Ces audiogrammes étaient réalisés, environ tous les trois ans, dans le cadre des surveillances médicales périodiques des salariés de l'entreprise. Cela démontre, au contraire, que la société O-I France avait pleinement conscience du risque auquel étaient soumis ses salariés en leur faisant réaliser des audiogrammes de dépistage.



De surcroît, ce certificat médical ne permet pas d'apporter la preuve que M. [F] souffrait effectivement de surdité avant son embauche car celui-ci ne renseigne que sur les dates des dépistages auditifs sans en donner les résultats.



La cour constate également que les audiogrammes ont été presque tous réalisés durant l'activité du salarié au sein de la société O-I France.



A ce titre, aucun lien entre la surdité antérieure du salarié et son activité chez de précédents employeurs ne peut être établi.



Enfin, la société se prévaut d'une pratique de la chasse quasi-hebdomadaire du salarié pour démontrer que ce dernier était exposé à des bruits forts.

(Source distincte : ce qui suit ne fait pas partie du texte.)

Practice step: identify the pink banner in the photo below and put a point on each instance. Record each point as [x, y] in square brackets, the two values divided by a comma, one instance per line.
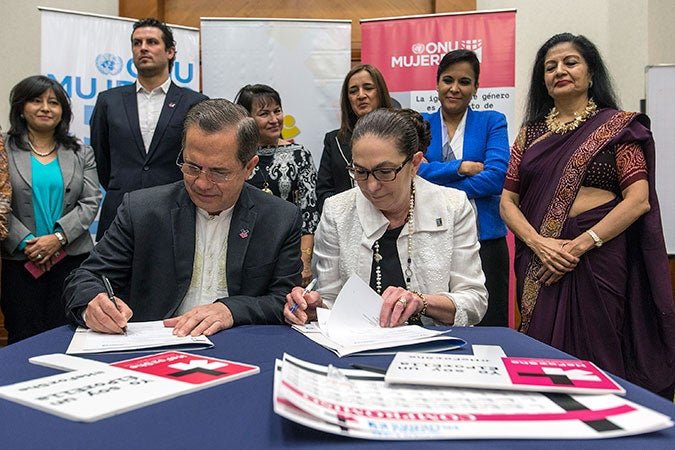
[407, 51]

L'exercice d'une activité éventuellement susceptibles de générer des troubles de l'audition ne saurait avoir le moindre effet sur l'appréciation du litige, dès lors que dans le cadre d'une demande d'inscription d'une pathologie au compte spécial au titre de l'article 2, paragraphe 4, de l'arrêté du 16 octobre 1996, l'employeur doit démontrer l'exposition multiple du salarié au risque de sa maladie en milieu professionnel.



Il est en revanche suffisamment établi que M. [F] a été exposé au risque de sa maladie au sein de la société O-I France. La cour observe que le caractère professionnel de la maladie n'a pas été contesté devant les juridictions du contentieux général par la société demanderesse.



La cour constate qu'aucune des pièces versées aux débats par la société O-I France ne permet de constater une exposition antérieure du salarié chez d'autres employeurs au risque de sa maladie.



Sans éléments supplémentaires qui permettraient de justifier des conditions réelles de travail de M. [F] chez ses précédents employeurs, la société O-I France échoue donc à rapporter la preuve qui lui incombe de la réunion des conditions d'application de l'article 2, paragraphe 4, de l'arrêté du 16 octobre 1996 relatif à l'inscription des conséquences d'une maladie professionnelle au compte spécial.

Dès lors, il convient de la débouter de l'ensemble de ses demandes et de maintenir les dépenses relatives à la maladie professionnelle sur le compte employeur de la société.



Sur les dépens



Conformément aux dispositions de l'article 696 du Code de procédure civile, la société O-I France sera condamnée aux entiers dépens de l'instance.





PAR CES MOTIFS



La Cour, statuant par arrêt mis à disposition au greffe, après débats publics, contradictoire, en premier et dernier ressort ;



DECLARE recevable mais mal fondé le recours exercé par la société O-I France à l'encontre de la décision de la CARSAT Rhône-Alpes ;



DIT que les conditions de l'article 2-4° de l'arrêté du 16 octobre 1995 ne sont pas remplies ;



DEBOUTE en conséquence la société O-I France de l'ensemble de ses demandes ;



CONDAMNE la société O-I France aux entiers dépens de l'instance.